New treatment improves sight for children with rare genetic condition
21 February 2025
Four children have gained life-changing improvements in sight following treatment with a pioneering new genetic medicine through Moorfields Eye Hospital and UCL Institute of Ophthalmology.
The work was supported by the National Institute for Health and Care Research (NIHR) and Moorfields Eye Charity.
Due to a rare genetic deficiency known as Leber congenital amaurosis (LCA), the children who received this treatment were born with only sufficient sight to distinguish between light and dark. Most children with the condition lose their sight as the gene defect causes retinal cells to malfunction.
This new treatment involves injecting healthy copies of the faulty gene into the retina. The copies are packaged inside a harmless virus, which enables them to penetrate the retinal cells.
For safety reasons, the children could only receive the gene therapy in one eye. The children lost sight in their untreated eye, but all saw remarkable improvements in their treated eye.
The outcomes of the new treatment, reported in The Lancet, show that gene therapy at an early age can dramatically improve sight for children with this severe condition.
Professor Michel Michaelides, consultant ophthalmologist at Moorfields Eye Hospital and Professor of Ophthalmology at the UCL Institute of Ophthalmology, commented:
We have, for the first time, an effective treatment for the most severe form of childhood blindness, and a potential paradigm shift to treatment at the earliest stages of the disease.

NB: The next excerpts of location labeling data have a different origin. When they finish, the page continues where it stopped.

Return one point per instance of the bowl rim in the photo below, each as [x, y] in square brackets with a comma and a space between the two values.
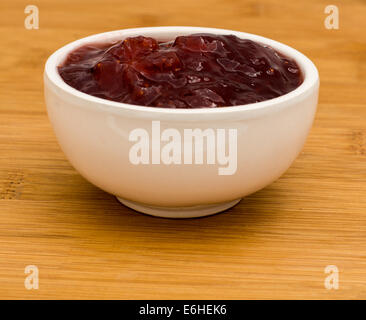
[309, 70]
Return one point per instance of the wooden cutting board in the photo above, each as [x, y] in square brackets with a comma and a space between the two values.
[275, 244]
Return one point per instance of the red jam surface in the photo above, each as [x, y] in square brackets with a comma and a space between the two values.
[196, 71]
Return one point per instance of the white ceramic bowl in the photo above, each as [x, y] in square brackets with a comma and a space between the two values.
[94, 135]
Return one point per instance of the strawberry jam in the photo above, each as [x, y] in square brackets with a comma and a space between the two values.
[196, 71]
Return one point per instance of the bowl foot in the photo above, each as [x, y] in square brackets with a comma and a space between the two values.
[179, 212]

The outcomes for these children are hugely impressive and show the power of gene therapy to change lives.
Professor James Bainbridge, consultant retinal surgeon at Moorfields Eye Hospital and chair of retinal studies at UCL Institute of Ophthalmology, added:
Sight impairment in young children has a devastating effect on their development. Treatment in infancy with this new genetic medicine can transform the lives of those most severely affected.
Moorfields Eye Charity has supported Professor Bainbridge’s work as the Chair of Retinal Studies, enabling the expansion of this programme of experimental medicine, including the initiation of gene therapy trials.
Jace from Connecticut is one of the children who received treatment. His parents, Dani and Brendan, shared their experiences:
We spent months talking to doctors, hearing their hypotheses, until a retinal referral confirmed he [Jace] has an aggressive form of LCA (Leber Congenital Amaurosis). By chance, at a charity’s conference, we met Professor Michaelides, who told us of his research work at Moorfields, and we were accepted for this experimental treatment.
Jace coming out of surgery
We are so grateful for this opportunity, and for the care he’s received; we feel we have friends now at Moorfields. When first offered the chance to participate, we wanted to give him everything we could to successfully navigate the world. We also understood the huge implications for future research, and how participating could help others. It has been a phenomenally positive experience, and the results are nothing short of spectacular.
Jace with his dad, Brendan
After the operation, Jace was immediately spinning, dancing and making the nurses laugh. He started to respond to the TV and phone within a few weeks of surgery, and within six months, could recognise and name his favourite cars from several metres away; it took his brain time though, to process what he could now see. Sleep can be difficult for children with sight loss, but he falls asleep much more easily now, making bedtimes an enjoyable experience.
Jace with his mum, Dani
The four children who were given treatment are from America, Tunisia and Turkey. They were seen at Moorfields Eye Hospital’s Clinical Research Facility, and the procedure took place at Great Ormond Street Hospital.
Gene therapy is already being used by the NHS for RPE65 deficiency which causes Leber’s congenital amaurosis and other forms of retinal degeneration which are associated with early-onset blindness. These new findings offer continued hope that genetic medicine will benefit more affected children.
The team are currently exploring ways to make this new treatment more widely available.